Saturday, September 08, 2007

Judy Blume Is Next

Although this news is not exclusive to Fosco Lives! (like our recent report of the death of Roberto "Len" Butler), we are sorry to note the passing of author Madeleine L'Engle. You can read the NYTimes obit.

Fosco recalls being thrilled by Ms. L'Engle's fiction, especially A Wrinkle in Time, as a seventh-grader. Fosco's English teacher Mrs. Eycleshymer (seriously!) assigned all of the L'Engle books to him for extra credit reading (yes, Young Fosco was just that obnoxious). It was even more thrilling when, a year or so later, Mrs. Eycleshymer and Young Fosco were able to attend a reading by Ms. L'Engle at a nearby community college. Young Fosco was selected by Mrs. Eycleshymer to be allowed publicly to ask Ms. L'Engle a question.
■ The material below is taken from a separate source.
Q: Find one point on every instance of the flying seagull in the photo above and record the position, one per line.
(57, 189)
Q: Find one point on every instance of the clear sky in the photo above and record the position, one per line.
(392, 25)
Young Fosco asked: "Which of your books is your favorite and why?"

Madeleine L'Engle answered: "You may as well ask me which of my children is my favorite."

To this day, Fosco considers this answer to be bullshit. Parents obviously have favorite children; there's no reason that authors shouldn't have favorite works. Fosco certainly knows which of his creative or academic endeavors he likes best. The nice thing about choosing the favorite of your textual progeny is that the other books don't get jealous and get pregnant to try to get your attention. Actually, come to think of it, Fosco still slightly resents her for that answer.

I would love to be able to say that Ms. L'Engle's books were important to the development of Young Fosco. Or that they somehow made Fosco who he is today. To tell the truth, Adult Fosco doesn't remember anything about any of her books. Was there time travel? That sounds about right. Precocious kids? Signs point to yes. Talking cartoon bats? Sure. Why not.

He does remember a diagram of a tesseract in one of the novels that completely blew his mind. There was this whole thing about trying to imagine the two-dimensional diagram in four dimensions. Fosco can honestly say that this was the last time he thought math was cool.

Actually, if you want to see a really nifty animated version of a tesseract, please check this out. But even so, math still isn't fun. Math: it's never fun. Oh, and it's completely useless.

2 comments:

kungfuramone said...

A compelling point! I'm fairly certain that tesseracts are the only cool thing about math. Oh, wait, mobius strips are cool too. But that's it.

FOSCO said...

Yes! Mobius strips kinda rock--partly because literary theorists use them as metaphors a lot.